09/22/2005 11:00PM

Hunkering down in Houston


The Houston Texans have a bye this weekend on the NFL schedule, which might be just as well, since they are 0-2 so far this season and have scored just 14 points in those two games, prompting intense local criticism and the acquisition of a new offensive coordinator. Oh yeah, and then there's that hurricane.

Robert McNair, the owner of the Texans, was at home in Houston with his wife Friday afternoon, taping up windows and battening down the hatches as Hurricane Rita continued to make its slow march toward the Texas coast. Outside, thousands of their fellow Houstonians were still evacuating the city, even as Rita was downgraded to a category 3 and began tilting farther east. The McNairs, known in the racing industry for their Stonerside Stable stars such as Congaree and Chilukki, had decided to ride Rita out.

"We're securing our home, trying to do everything we can," said Janice McNair. "We will just hunker down in the center of the house, and I think we will be all right. Let me get Bob off the ladder. I'm sure he would love to talk to you."

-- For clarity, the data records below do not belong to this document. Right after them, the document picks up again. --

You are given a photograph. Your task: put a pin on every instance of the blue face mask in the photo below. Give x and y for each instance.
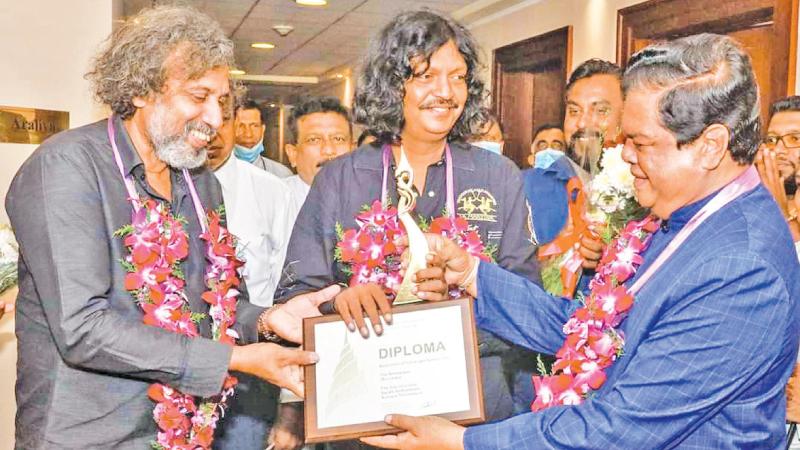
(248, 154)
(545, 158)
(494, 147)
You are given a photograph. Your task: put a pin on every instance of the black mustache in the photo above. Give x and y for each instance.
(439, 104)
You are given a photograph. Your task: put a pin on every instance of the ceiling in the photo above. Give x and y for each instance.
(325, 40)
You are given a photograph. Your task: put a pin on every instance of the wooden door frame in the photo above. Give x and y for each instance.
(662, 19)
(529, 55)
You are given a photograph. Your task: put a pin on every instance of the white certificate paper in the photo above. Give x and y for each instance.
(417, 367)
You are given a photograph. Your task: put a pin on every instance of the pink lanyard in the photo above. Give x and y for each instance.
(744, 183)
(448, 158)
(133, 195)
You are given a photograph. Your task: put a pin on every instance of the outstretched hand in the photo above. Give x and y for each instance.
(287, 320)
(278, 365)
(420, 433)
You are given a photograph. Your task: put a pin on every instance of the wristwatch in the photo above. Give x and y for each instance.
(263, 327)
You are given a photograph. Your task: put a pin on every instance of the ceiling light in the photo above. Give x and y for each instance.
(283, 30)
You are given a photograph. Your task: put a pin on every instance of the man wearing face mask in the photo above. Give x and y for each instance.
(492, 137)
(554, 186)
(249, 126)
(548, 143)
(260, 213)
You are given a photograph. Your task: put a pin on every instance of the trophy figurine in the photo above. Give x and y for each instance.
(417, 245)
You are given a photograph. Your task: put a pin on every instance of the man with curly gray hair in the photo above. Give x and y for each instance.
(114, 353)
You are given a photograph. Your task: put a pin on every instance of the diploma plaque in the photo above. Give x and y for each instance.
(425, 363)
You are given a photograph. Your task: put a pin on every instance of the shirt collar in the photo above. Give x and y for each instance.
(227, 171)
(130, 157)
(372, 158)
(561, 168)
(681, 216)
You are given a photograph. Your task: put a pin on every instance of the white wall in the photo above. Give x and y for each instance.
(594, 27)
(47, 45)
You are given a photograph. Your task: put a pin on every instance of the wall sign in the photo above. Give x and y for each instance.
(29, 125)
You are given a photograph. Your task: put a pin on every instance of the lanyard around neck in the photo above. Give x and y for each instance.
(133, 196)
(743, 184)
(448, 158)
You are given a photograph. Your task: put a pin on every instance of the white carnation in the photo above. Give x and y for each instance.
(9, 251)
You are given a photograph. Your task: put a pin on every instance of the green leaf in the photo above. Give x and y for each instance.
(124, 231)
(337, 255)
(339, 231)
(551, 276)
(424, 224)
(541, 367)
(198, 317)
(129, 267)
(490, 251)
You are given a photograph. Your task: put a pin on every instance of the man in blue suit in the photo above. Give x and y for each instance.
(713, 334)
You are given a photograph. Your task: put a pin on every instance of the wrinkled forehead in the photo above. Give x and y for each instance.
(249, 116)
(601, 88)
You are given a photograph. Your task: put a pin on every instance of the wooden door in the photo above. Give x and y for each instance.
(528, 88)
(516, 112)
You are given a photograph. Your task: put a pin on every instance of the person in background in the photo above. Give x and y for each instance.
(366, 137)
(260, 214)
(491, 137)
(778, 163)
(250, 127)
(320, 130)
(554, 186)
(549, 139)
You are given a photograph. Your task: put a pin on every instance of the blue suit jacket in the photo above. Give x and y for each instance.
(546, 191)
(710, 343)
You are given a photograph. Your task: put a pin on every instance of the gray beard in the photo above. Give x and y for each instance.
(174, 150)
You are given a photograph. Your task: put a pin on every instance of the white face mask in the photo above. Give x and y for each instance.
(545, 158)
(494, 147)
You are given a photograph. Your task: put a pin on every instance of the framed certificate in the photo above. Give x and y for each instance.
(425, 363)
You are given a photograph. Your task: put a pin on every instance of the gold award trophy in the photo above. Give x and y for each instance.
(417, 244)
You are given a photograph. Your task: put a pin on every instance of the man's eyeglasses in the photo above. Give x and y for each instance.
(790, 140)
(555, 145)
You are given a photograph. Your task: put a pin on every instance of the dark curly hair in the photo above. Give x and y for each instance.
(705, 79)
(388, 65)
(133, 61)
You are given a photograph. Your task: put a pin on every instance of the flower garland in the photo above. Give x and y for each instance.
(593, 342)
(609, 205)
(158, 244)
(371, 252)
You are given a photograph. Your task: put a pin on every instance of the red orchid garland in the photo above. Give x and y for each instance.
(158, 243)
(593, 342)
(371, 253)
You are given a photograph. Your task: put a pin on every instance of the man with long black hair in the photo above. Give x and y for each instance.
(419, 91)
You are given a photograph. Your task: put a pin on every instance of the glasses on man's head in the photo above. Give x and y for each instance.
(790, 140)
(554, 144)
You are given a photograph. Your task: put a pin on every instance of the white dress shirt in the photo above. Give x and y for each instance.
(260, 213)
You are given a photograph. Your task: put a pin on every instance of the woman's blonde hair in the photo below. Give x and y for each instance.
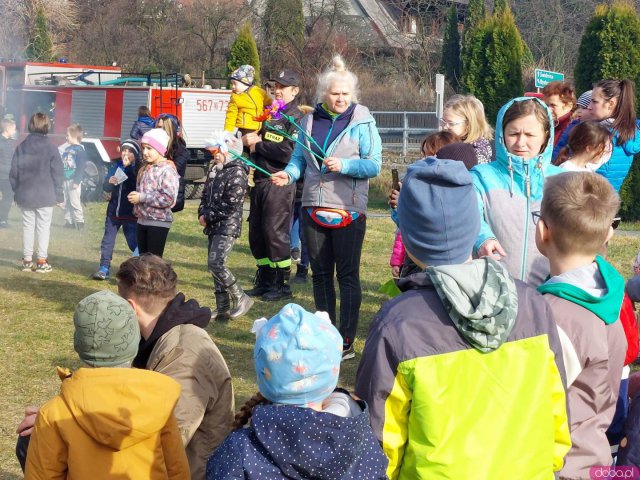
(472, 110)
(337, 72)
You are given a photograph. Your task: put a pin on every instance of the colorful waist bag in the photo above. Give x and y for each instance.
(332, 217)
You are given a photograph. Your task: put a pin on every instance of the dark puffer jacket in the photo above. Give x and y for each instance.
(36, 173)
(222, 199)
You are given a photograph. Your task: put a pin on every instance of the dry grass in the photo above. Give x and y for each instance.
(36, 310)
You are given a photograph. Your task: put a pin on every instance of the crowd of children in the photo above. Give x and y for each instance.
(508, 305)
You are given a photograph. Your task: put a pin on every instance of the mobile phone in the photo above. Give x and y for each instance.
(395, 184)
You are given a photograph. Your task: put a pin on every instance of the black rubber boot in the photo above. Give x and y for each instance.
(241, 303)
(264, 279)
(223, 307)
(281, 289)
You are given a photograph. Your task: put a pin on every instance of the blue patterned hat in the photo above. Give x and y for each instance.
(244, 74)
(297, 357)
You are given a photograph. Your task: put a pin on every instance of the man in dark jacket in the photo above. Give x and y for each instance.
(7, 130)
(271, 207)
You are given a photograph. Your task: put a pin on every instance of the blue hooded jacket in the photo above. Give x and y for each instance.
(290, 442)
(509, 189)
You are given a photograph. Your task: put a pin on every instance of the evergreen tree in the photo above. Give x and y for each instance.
(500, 6)
(475, 14)
(244, 52)
(610, 46)
(283, 32)
(40, 47)
(451, 64)
(494, 70)
(610, 49)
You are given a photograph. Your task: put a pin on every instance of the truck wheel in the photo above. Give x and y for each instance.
(193, 191)
(92, 183)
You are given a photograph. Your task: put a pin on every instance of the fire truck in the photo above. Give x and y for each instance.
(105, 101)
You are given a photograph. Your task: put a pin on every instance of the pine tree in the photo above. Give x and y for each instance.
(451, 64)
(283, 32)
(475, 14)
(40, 47)
(500, 6)
(244, 52)
(494, 70)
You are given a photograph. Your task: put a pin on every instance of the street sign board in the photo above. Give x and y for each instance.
(544, 77)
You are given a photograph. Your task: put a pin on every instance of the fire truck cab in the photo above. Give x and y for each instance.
(105, 102)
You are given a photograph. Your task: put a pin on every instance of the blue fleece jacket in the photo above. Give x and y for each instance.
(509, 189)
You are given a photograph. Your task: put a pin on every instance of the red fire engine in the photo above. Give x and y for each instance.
(105, 102)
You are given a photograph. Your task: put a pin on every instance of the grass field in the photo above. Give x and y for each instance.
(36, 328)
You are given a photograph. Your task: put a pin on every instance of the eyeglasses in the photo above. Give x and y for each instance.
(535, 216)
(444, 124)
(616, 222)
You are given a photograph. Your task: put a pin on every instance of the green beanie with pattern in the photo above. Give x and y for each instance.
(106, 330)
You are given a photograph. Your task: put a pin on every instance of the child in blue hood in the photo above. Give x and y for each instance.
(302, 427)
(511, 187)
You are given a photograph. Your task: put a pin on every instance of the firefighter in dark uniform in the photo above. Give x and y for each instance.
(271, 206)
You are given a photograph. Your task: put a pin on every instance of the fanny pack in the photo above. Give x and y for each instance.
(332, 217)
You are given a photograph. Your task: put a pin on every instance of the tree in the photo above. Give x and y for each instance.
(40, 47)
(451, 64)
(610, 46)
(500, 6)
(244, 52)
(283, 31)
(494, 70)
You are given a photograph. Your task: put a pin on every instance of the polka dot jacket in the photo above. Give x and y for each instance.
(288, 442)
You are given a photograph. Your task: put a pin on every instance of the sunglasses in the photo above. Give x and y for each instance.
(535, 216)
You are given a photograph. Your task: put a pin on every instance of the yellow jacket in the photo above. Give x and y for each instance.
(109, 423)
(244, 106)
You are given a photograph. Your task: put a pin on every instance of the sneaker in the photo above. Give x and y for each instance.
(347, 351)
(101, 274)
(43, 267)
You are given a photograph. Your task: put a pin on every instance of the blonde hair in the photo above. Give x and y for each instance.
(578, 208)
(75, 130)
(337, 72)
(472, 110)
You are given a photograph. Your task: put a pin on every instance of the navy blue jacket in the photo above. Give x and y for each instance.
(119, 206)
(299, 443)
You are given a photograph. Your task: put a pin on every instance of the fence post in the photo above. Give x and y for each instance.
(405, 134)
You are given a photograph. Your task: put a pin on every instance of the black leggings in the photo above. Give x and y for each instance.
(151, 239)
(339, 250)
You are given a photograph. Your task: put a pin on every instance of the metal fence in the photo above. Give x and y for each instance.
(402, 132)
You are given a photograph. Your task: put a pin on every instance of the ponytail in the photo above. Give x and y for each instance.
(624, 115)
(243, 416)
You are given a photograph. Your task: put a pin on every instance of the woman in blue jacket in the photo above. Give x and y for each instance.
(347, 151)
(613, 104)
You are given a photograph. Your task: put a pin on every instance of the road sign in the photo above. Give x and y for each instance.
(544, 77)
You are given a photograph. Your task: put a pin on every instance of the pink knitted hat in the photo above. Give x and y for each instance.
(157, 139)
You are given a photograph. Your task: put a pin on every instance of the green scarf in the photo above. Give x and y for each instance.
(607, 307)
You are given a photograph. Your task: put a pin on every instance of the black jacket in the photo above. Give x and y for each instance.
(119, 206)
(274, 152)
(36, 173)
(6, 153)
(222, 199)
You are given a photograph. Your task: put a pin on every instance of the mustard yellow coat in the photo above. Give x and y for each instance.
(243, 107)
(109, 423)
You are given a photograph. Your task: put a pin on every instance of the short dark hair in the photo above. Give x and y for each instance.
(149, 278)
(39, 123)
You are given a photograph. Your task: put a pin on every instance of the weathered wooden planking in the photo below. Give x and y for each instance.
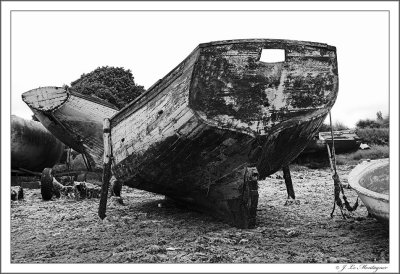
(76, 121)
(194, 133)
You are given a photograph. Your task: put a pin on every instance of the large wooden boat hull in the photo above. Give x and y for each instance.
(33, 147)
(195, 133)
(371, 182)
(73, 118)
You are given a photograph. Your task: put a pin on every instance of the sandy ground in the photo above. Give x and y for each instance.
(150, 229)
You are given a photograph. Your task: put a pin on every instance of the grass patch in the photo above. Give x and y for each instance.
(376, 152)
(374, 136)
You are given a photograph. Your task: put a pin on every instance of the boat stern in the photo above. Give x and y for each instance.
(235, 88)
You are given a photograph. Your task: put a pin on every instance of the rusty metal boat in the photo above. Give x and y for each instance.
(74, 118)
(33, 147)
(220, 120)
(370, 180)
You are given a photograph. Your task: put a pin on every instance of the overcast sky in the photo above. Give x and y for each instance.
(55, 48)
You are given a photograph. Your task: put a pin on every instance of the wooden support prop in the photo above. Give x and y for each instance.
(288, 182)
(106, 168)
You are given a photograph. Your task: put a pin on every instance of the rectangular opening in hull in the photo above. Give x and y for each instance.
(272, 55)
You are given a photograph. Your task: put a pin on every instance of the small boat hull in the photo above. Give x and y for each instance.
(73, 118)
(33, 147)
(371, 182)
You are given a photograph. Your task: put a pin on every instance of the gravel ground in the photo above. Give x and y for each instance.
(150, 229)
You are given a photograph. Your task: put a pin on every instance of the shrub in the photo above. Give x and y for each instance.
(376, 152)
(368, 123)
(112, 84)
(374, 136)
(336, 126)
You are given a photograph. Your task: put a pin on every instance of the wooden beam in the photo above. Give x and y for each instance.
(106, 168)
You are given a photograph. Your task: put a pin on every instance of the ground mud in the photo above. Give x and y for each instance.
(150, 229)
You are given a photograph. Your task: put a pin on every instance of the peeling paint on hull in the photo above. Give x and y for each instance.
(192, 135)
(75, 119)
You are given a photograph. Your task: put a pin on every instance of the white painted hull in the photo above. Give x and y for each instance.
(371, 181)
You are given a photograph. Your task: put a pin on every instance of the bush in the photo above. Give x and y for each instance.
(374, 136)
(336, 126)
(112, 84)
(376, 152)
(368, 123)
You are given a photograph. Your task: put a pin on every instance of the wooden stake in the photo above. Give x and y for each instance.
(106, 168)
(288, 182)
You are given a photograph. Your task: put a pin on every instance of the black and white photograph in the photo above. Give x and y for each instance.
(209, 137)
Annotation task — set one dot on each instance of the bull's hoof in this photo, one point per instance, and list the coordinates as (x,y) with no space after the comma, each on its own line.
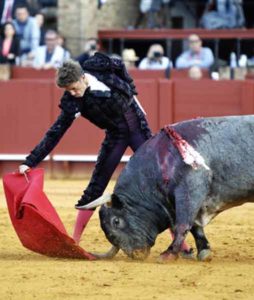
(205,255)
(167,256)
(187,254)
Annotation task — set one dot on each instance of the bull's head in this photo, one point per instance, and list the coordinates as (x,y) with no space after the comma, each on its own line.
(126,226)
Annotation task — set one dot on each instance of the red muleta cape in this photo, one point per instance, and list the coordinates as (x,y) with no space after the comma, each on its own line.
(35,220)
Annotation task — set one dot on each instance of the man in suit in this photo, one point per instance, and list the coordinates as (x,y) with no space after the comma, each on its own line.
(7,9)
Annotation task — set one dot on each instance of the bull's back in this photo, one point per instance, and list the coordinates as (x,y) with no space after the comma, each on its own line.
(227,145)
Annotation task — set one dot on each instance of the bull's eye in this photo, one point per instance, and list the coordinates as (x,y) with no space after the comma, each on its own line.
(117,222)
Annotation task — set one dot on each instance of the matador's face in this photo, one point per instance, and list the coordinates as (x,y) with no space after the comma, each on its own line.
(77,89)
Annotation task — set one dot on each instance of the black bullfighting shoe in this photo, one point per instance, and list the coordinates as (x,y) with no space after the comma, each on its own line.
(187,254)
(83,204)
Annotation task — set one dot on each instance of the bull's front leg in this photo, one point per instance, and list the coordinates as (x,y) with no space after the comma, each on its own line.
(189,195)
(202,244)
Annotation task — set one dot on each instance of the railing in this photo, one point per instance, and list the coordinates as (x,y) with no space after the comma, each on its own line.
(169,35)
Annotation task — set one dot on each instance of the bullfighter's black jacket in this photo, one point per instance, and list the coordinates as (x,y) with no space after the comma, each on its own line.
(105,109)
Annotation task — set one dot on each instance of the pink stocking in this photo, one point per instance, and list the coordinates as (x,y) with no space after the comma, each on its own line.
(83,218)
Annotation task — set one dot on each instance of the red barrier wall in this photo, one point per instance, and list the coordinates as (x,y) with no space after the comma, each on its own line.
(29,107)
(25,109)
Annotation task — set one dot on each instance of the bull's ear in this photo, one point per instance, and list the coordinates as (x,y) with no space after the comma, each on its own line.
(116,202)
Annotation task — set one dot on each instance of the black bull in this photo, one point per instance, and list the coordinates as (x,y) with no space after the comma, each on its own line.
(157,189)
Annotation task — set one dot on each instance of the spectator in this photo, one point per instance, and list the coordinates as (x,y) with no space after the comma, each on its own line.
(9,44)
(195,73)
(50,55)
(91,46)
(61,41)
(227,14)
(40,19)
(196,55)
(155,59)
(250,62)
(129,58)
(27,29)
(150,9)
(7,9)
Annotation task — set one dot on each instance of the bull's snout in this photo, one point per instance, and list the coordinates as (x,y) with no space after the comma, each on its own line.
(140,254)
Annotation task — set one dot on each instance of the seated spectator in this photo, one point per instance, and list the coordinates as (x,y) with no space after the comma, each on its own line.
(91,46)
(129,58)
(7,9)
(155,59)
(250,62)
(196,55)
(40,19)
(61,41)
(27,30)
(221,14)
(150,10)
(50,55)
(9,44)
(195,73)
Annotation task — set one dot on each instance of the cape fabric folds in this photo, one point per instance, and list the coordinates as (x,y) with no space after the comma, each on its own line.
(35,220)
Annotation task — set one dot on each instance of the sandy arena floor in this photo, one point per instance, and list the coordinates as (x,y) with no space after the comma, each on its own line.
(27,275)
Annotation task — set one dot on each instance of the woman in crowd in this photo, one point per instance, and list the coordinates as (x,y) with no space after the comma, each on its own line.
(9,44)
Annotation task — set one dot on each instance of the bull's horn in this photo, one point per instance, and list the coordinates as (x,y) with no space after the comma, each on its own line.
(110,254)
(99,201)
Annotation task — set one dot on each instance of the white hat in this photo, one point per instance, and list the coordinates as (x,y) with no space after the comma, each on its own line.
(129,55)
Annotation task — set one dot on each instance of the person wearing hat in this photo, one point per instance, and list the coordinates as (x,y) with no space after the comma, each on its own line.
(155,59)
(129,58)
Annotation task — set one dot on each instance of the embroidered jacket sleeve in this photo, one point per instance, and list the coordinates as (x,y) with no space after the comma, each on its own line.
(52,136)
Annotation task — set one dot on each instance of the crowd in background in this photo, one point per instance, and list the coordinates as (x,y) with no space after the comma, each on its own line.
(24,40)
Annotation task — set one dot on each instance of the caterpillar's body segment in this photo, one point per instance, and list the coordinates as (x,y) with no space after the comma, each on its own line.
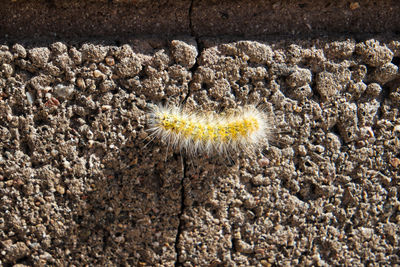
(209,133)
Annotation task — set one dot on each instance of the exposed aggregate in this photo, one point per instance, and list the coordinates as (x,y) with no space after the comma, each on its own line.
(80,182)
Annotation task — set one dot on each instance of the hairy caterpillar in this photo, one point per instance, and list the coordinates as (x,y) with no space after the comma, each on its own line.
(210,133)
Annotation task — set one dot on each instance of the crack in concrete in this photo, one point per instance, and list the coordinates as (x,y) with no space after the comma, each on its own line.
(184,160)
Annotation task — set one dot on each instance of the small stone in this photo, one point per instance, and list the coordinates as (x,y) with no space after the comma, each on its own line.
(373,53)
(184,54)
(19,51)
(60,189)
(39,56)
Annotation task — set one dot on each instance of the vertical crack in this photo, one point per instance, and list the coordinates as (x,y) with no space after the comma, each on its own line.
(191,19)
(180,226)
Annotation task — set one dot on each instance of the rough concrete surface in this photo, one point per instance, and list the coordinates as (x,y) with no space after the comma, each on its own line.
(82,183)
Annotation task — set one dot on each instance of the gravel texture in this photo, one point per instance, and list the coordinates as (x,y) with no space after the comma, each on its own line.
(82,182)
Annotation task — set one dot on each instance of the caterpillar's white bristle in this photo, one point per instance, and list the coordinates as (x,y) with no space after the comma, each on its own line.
(210,133)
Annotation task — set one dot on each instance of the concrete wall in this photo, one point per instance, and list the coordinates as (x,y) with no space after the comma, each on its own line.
(81,181)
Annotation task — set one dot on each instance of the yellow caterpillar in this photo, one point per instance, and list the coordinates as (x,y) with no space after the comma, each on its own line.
(210,133)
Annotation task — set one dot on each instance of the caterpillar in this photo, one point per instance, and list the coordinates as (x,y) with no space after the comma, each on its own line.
(210,133)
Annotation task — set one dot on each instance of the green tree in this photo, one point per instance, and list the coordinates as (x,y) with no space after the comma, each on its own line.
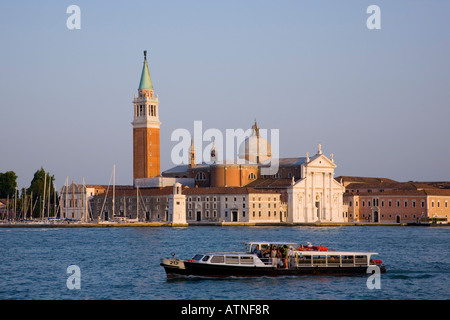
(8,184)
(37,190)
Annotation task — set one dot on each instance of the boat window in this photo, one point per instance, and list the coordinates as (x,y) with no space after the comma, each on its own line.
(360,259)
(334,260)
(197,257)
(232,259)
(246,260)
(304,259)
(217,259)
(319,259)
(347,259)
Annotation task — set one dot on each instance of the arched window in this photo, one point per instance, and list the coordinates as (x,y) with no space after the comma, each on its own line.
(200,176)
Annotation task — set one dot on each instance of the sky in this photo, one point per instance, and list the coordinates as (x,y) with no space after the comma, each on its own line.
(378,99)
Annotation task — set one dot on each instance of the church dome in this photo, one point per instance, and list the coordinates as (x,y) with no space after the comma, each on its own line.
(255,148)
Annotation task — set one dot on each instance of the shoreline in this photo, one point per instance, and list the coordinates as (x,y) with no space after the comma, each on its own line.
(205,223)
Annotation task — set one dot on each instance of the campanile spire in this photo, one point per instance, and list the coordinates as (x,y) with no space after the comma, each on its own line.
(146,125)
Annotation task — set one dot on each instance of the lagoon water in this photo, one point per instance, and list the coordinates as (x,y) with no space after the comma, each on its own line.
(123,263)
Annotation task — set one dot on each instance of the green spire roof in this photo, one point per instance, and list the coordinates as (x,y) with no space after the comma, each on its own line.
(146,82)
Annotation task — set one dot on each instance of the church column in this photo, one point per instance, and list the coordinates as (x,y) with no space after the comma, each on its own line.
(324,200)
(313,198)
(330,202)
(305,204)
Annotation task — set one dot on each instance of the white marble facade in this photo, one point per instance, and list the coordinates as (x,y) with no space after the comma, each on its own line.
(317,196)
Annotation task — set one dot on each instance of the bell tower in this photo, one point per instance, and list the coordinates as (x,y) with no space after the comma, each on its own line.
(146,141)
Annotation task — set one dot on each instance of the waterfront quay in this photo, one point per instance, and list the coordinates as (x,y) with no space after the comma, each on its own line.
(196,224)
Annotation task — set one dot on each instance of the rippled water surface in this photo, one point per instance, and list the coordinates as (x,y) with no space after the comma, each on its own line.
(123,263)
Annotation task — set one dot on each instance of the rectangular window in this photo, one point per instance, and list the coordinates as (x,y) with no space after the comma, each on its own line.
(217,259)
(246,260)
(232,259)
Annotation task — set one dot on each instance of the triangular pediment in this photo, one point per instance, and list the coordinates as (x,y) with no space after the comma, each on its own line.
(320,160)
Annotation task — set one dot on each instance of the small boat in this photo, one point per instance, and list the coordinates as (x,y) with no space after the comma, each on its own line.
(253,262)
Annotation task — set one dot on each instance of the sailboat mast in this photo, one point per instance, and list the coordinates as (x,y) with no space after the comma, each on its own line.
(137,203)
(43,201)
(114,189)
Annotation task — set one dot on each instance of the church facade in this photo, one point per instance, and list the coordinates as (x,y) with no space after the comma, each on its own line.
(316,196)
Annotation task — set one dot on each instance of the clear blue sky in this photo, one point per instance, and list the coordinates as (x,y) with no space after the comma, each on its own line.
(379,100)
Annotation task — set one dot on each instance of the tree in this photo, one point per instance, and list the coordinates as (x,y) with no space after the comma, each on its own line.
(8,184)
(42,181)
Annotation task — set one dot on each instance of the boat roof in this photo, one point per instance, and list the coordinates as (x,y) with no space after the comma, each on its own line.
(272,242)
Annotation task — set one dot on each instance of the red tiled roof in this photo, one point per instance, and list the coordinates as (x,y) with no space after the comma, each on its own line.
(224,190)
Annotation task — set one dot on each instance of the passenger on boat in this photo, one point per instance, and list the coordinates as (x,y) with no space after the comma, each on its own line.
(257,252)
(284,255)
(266,252)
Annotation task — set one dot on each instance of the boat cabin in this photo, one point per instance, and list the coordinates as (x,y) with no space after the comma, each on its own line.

Whoa. Careful, Bob. The last time a ladder made racing news was during the hurricane season of 2004, when Jerry Bailey took a tumble while securing the storm windows of his Miami area home and fractured his wrist.

McNair, obviously far more athletic than Bailey, alighted without incident and picked up the story.

"Hopefully, the storm will pass to the east of us," McNair said, "and if it does that, we're on the backside of the eye, which doesn't have as much force."

He sounded like a veteran who had been through this before. The McNairs, in fact, have lived in Houston since 1960. In 1961, the eye of Hurricane Carla, a category 5, passed directly over the city.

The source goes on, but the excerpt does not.